2. Deep root systems are typically better for the plant than shallow (it stabilizes the plant and makes it less susceptible to freezing, etc.), and though it does differ somewhat amongst plants, they actually differ more in cultivation from pot and soil choice. So don't pick shallow pots or really heavy non-draining soil. If you know you'll have a tendency to overwater, pick clay pots. If you don't, keep them in plastic.

3. Cacti/succulents kept indoors need as much light as you can give them. Filtered-through-window sunlight is already weaker than outdoor sunlight, so give them whatever setup indoors you can that provides them with the most direct sunlight. I'd avoid vents if I could help it.

4. I'd guess from left to right: Some form of Echeveria, possibly two different forms of Mammillaria cactus, a Faucaria, a grafted Gymnocalycium "Moon cactus," two more typical forms of cactus again possibly Mamms but not sure. Larger, tighter photos would help with IDs but many cacti can only be positively IDed from flowers. Also, #2's growth pattern suggests it has had periods of weak light leading to etoliation.

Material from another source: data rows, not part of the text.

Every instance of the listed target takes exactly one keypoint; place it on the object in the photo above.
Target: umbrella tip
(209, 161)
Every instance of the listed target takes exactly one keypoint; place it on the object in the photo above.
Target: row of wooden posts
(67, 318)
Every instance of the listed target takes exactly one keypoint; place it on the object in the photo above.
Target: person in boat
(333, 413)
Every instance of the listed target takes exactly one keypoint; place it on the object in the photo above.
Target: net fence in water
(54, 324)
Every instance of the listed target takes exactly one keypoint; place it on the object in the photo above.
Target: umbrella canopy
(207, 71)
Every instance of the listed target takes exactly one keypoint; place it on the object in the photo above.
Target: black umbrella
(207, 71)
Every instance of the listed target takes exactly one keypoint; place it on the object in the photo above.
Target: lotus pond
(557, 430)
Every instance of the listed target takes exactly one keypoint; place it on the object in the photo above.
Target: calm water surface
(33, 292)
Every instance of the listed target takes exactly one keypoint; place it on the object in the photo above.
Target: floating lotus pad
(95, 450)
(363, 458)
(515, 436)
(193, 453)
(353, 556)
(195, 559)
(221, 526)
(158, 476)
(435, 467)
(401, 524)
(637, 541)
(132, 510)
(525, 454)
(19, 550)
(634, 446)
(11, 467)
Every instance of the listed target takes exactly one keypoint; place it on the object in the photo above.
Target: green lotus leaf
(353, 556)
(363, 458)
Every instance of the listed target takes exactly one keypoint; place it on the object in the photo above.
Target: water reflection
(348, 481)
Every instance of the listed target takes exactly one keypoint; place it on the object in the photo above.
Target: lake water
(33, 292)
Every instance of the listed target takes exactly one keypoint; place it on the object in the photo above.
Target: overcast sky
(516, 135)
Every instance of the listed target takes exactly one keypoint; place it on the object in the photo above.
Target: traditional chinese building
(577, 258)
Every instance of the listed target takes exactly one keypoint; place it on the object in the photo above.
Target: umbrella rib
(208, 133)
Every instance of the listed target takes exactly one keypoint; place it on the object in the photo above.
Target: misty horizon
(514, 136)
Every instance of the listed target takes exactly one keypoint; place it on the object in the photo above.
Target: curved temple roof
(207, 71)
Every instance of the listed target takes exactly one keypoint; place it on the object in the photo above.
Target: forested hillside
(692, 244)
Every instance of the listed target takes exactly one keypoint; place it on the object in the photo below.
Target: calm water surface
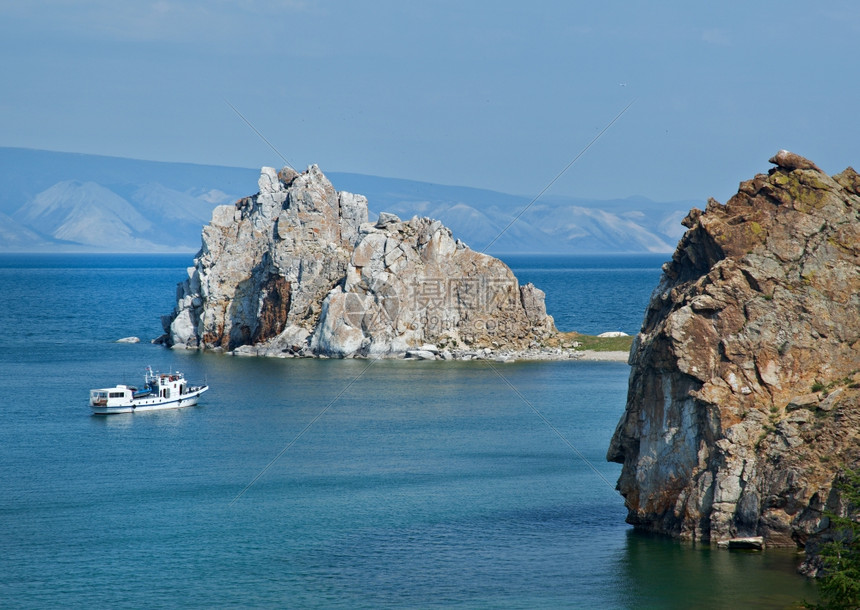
(419, 484)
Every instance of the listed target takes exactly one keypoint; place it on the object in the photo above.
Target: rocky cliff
(297, 270)
(744, 392)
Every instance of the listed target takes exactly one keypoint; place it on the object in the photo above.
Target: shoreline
(529, 355)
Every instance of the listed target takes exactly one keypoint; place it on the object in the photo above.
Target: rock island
(297, 270)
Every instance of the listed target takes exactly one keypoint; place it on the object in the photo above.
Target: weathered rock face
(743, 399)
(297, 269)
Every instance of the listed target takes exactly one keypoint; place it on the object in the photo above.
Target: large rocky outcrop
(297, 269)
(743, 393)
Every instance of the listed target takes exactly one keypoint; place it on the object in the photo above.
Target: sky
(490, 94)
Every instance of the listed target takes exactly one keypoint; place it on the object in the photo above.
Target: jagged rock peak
(743, 397)
(298, 269)
(790, 161)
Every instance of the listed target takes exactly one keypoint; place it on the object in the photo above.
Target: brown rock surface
(297, 269)
(743, 400)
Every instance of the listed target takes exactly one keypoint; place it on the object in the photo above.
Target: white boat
(159, 391)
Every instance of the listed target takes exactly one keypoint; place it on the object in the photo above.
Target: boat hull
(156, 403)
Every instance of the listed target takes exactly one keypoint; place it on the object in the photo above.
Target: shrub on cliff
(840, 583)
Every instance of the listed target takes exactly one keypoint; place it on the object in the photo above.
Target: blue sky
(498, 95)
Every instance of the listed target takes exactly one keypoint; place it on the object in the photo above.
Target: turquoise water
(394, 484)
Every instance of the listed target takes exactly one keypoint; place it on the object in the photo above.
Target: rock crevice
(743, 399)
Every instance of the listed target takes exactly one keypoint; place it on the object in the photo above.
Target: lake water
(389, 483)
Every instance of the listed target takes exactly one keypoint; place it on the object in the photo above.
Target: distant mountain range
(53, 201)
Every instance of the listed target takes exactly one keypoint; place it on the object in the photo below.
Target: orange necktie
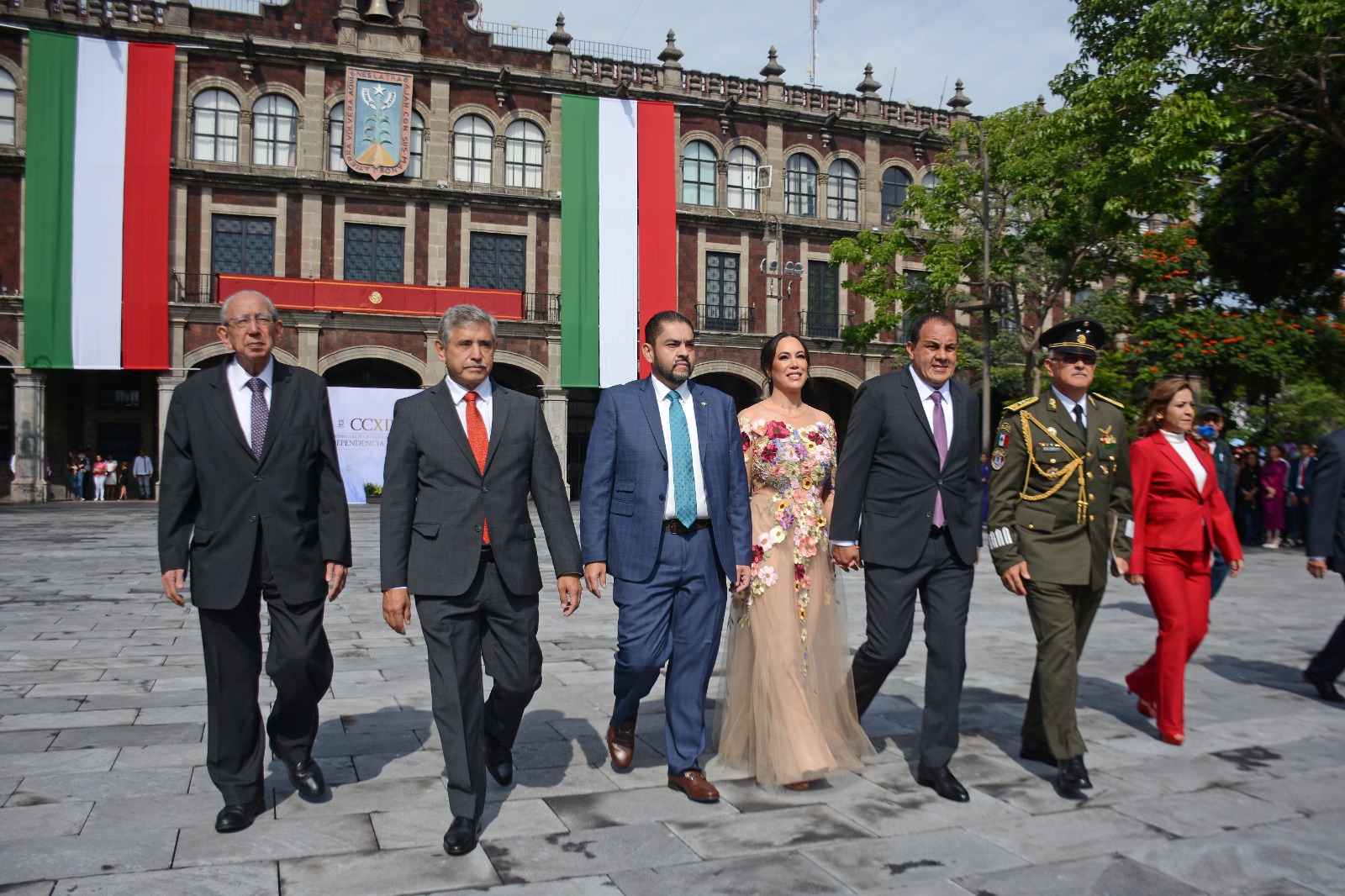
(481, 444)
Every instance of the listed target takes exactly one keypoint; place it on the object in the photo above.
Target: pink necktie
(941, 441)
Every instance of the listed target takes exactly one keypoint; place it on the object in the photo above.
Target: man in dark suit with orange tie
(463, 458)
(252, 502)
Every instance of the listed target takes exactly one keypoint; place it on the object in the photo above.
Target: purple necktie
(941, 441)
(260, 414)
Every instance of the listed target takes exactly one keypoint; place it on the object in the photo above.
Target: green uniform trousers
(1060, 618)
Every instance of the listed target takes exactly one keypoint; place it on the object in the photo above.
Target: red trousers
(1177, 582)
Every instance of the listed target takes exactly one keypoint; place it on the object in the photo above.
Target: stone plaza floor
(104, 790)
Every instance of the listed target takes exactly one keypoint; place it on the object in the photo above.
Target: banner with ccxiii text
(362, 419)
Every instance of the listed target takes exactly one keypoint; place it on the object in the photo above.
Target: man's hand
(1015, 579)
(177, 579)
(847, 556)
(335, 579)
(571, 593)
(397, 609)
(595, 577)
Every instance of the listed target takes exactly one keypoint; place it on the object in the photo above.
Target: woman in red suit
(1180, 515)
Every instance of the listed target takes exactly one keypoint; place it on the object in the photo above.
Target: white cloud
(1006, 51)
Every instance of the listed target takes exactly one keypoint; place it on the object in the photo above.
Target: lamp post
(959, 104)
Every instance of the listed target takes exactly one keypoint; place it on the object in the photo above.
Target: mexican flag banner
(618, 233)
(96, 203)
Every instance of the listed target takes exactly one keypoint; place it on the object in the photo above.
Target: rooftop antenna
(813, 27)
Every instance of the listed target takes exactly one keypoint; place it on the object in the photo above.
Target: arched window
(472, 141)
(743, 192)
(416, 150)
(335, 136)
(800, 186)
(842, 192)
(699, 174)
(894, 182)
(8, 91)
(524, 143)
(214, 127)
(275, 131)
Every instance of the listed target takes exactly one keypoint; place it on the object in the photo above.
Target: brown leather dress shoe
(692, 782)
(620, 743)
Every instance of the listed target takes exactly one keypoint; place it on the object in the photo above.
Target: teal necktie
(683, 472)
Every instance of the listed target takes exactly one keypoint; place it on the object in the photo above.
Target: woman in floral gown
(789, 714)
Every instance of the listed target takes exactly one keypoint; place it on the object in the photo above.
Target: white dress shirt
(1183, 447)
(242, 394)
(1069, 405)
(927, 403)
(483, 401)
(683, 392)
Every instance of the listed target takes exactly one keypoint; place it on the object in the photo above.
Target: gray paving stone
(587, 853)
(387, 873)
(248, 878)
(1205, 811)
(1098, 876)
(775, 829)
(128, 736)
(272, 838)
(787, 873)
(53, 820)
(883, 865)
(104, 853)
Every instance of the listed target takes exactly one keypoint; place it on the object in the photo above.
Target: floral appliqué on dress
(799, 465)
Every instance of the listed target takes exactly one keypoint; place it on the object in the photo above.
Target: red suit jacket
(1170, 513)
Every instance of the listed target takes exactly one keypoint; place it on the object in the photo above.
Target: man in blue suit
(665, 510)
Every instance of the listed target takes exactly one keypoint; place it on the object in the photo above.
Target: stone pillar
(556, 408)
(30, 437)
(167, 385)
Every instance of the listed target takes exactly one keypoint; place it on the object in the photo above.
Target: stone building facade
(770, 175)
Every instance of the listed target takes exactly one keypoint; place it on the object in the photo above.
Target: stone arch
(217, 349)
(378, 353)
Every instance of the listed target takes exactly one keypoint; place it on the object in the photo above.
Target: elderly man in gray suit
(462, 459)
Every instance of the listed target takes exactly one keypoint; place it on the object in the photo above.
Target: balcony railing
(725, 318)
(193, 288)
(542, 307)
(817, 326)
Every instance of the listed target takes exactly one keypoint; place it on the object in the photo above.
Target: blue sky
(1006, 51)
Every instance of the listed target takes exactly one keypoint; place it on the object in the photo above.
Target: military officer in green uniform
(1059, 510)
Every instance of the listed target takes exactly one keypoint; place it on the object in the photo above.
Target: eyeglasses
(1073, 360)
(242, 320)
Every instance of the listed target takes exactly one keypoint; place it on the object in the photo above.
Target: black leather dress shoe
(462, 835)
(499, 762)
(1036, 752)
(1325, 688)
(239, 815)
(942, 781)
(1073, 777)
(307, 777)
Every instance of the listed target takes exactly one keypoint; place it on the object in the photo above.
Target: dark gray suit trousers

5. Easiest to mix your own soil - start from Miracle Gro Cactus soil and amend as I listed in number 1. Only weakly fertilize with each watering (Miracle Gro liquid fertilizer is fine) and you should only water AT MOST once every month-and-a-half. But when you water, make sure the water is actually reaching the roots and not running off the dried soil clump. It might mean keeping it in a catchpot during watering and letting it stand in water for ten minutes and then dumping the rest of the water out, flushing it, and then leaving it be until you need to water again. If you're the type to overwater, I'd actually suggest only watering when you do see visible signs of needing water - sagging, dehydrating, wrinkling, etc.

6. Tiger if you ID my guessed Faucaria as a Faucaria tigrina is a good name. For Mamms, some mother-y names like Mary Cassatt or June Cleaver or if it has a lot of pups maybe Carol Brady/Florence Henderson. The grafted cacti should get a sci-fi name like Valentine Michael Smith.
posted by vegartanipla at 11:14 AM on October 2, 2012 [1 favorite]

I don't think you need to re-pot aqny right now- their pots are a good size at the moment.

This cacti and succulent care sheet from Cornell is pretty comprehensive.

I wouldn't worry too much about deep or shallow root systems- what matters is that the soil is well draining and you water deeply and infrequently. Generally, tall plant will have deeper root systems than spreading plants, and people frequently plant tall plants in tall pots and wide plants in wide pots for aesthetic reasons, so it becomes kind of a moot point. If over the years you become aware of significant differences in root structure you can pot for that, but what is more important is well draining soil.